When a hanging meant party time

February 23, 2004

JUDGE’S DRIVE and JUDGE’S WALK
(Unthank Road and Newmarket Road)

ASSIZE Week in old Norwich, when the judges arrived to sentence those who had fallen foul of the law, was a time of celebration for the toffs from both the city and county.

It was a good excuse for all kinds of jollifications and banquets, dances, concerts and the like were held at places such as the Assembly House.

Eaton Hall, the place where the judges are thought to have stayed during Assize Week.
Eaton Hall, the place where the judges are thought to have stayed during Assize Week.

The judges — respected and feared — lodged at Eaton Hall where they took their exercise and were driven by coach to the courts.

But in January of 1886 Mr Justice Hawkins was less than impressed with his surroundings.

He said: “It is a bleak house in a frozen waste.

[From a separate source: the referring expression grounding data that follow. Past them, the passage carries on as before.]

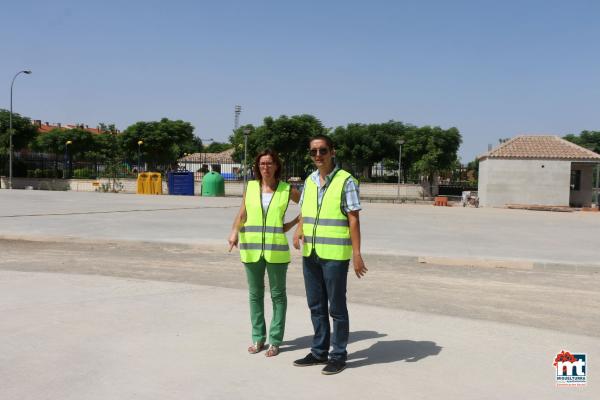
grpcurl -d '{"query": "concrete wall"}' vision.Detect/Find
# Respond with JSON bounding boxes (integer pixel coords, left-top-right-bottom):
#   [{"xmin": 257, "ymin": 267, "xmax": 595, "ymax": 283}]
[
  {"xmin": 478, "ymin": 159, "xmax": 571, "ymax": 207},
  {"xmin": 208, "ymin": 181, "xmax": 426, "ymax": 198},
  {"xmin": 569, "ymin": 163, "xmax": 595, "ymax": 207},
  {"xmin": 1, "ymin": 177, "xmax": 168, "ymax": 194}
]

“It is redolent of putty and paint; workmen were tapping — in the same way as I would expect to hear tapping in the bleak manufactory of an undertaker’s shop.”

He went on to accuse the county magistrates of furnishing the rooms “with a view to economy and discomfort with a show of luxury, skilfully, but not very judiciously combined”.

Woe betide anyone who appeared in the dock before Mr Justice Hawkins in the winter of 1886. He was not a happy judge.

And remember that in those days when a judge put on his black cap, the defendant was on his way to the gallows.

Mr Justice Field, on the other hand, was more easily pleased. He took a fancy to Eaton Hall.

He said of his accommodation: “It is exceedingly nice and extremely comfortable.”

And I suspect most of those brought before the courts — where the public galleries were packed for a free day out — would have preferred to appear before Justice Field.